PhishURL Detection
PhishURL Detection classifies URLs as legitimate or phishing/malicious using handcrafted URL features and multiple machine learning and deep learning models.
Label convention:
0: legitimate / safe1: phishing / malicious
Model Summary
The project includes classical ML and neural models trained on URL-derived features:
| Model | Test Accuracy | F1 Score | AUC |
|---|---|---|---|
| Random Forest | 0.9640 | 0.9640 | 0.9931 |
| XGBoost | 0.9587 | 0.9587 | 0.9935 |
| CNN | 0.9587 | 0.9587 | 0.9935 |
| Decision Tree | 0.9560 | 0.9560 | 0.9857 |
| ANN | 0.9547 | 0.9546 | 0.9920 |
| LightGBM | 0.9541 | 0.9541 | 0.9921 |
| DNN | 0.9219 | 0.9215 | 0.9175 |
The best reported model is Random Forest by test accuracy. XGBoost and CNN have the highest reported AUC among the included models.
Features
The feature extractor creates URL-based signals including:
- URL, hostname, path, and query lengths
- Special character counts
- Digit and letter ratios
- IP address and punycode checks
- TLD checks
- Suspicious security and account keywords
- Entropy
- Typosquatting and brand-similarity indicators
Intended Use
This model is intended for:
- Academic phishing URL detection experiments
- Security education demos
- Baseline malicious URL classification research
- Prototype triage tools
It should not be used as the only production security control. Real systems should combine model predictions with browser reputation, DNS intelligence, domain age, certificate metadata, sandboxing, and human review.
Limitations
- The model uses handcrafted URL features and may miss attacks that require page content, hosting behavior, DNS history, or live threat intelligence.

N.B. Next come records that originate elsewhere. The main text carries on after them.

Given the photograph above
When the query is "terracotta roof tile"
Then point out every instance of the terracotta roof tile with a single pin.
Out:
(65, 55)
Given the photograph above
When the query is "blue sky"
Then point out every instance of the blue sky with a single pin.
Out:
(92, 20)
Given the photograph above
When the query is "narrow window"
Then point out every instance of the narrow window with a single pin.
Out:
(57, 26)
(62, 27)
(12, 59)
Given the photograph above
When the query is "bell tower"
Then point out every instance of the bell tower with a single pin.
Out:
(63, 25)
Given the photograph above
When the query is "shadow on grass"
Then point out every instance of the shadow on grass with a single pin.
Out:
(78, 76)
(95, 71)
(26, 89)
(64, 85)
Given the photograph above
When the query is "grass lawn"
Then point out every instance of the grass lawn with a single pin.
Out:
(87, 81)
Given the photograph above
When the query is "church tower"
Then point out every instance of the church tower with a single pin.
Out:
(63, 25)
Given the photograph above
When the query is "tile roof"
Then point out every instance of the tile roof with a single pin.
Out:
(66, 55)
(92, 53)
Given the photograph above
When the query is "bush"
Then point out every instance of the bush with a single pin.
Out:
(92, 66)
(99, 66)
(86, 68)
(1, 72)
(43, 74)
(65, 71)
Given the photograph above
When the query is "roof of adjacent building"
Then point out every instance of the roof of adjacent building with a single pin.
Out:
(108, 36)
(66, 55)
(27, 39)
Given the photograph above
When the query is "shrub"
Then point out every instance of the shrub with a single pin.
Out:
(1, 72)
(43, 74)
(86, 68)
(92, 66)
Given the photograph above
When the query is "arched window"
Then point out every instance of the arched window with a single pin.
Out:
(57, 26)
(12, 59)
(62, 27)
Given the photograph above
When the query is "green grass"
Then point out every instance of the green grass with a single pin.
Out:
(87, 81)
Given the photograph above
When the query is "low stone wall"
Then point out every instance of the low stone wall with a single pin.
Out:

- New phishing campaigns and domain-generation strategies can reduce accuracy over time.
- Reported metrics depend on the dataset split and labeling quality.
- Pickle model files should only be loaded in trusted environments.
Citation
If this project helps your work, cite the repository:
@software{ozyurt_phishurl_detection_2026,
author = {Ozyurt, Alper},
title = {PhishURL Detection},
year = {2026},
url = {https://github.com/alperozyyurt4/phishurl}
}
License
Code and model packaging are released under the MIT License. Dataset redistribution rights must be verified separately before publishing the full dataset.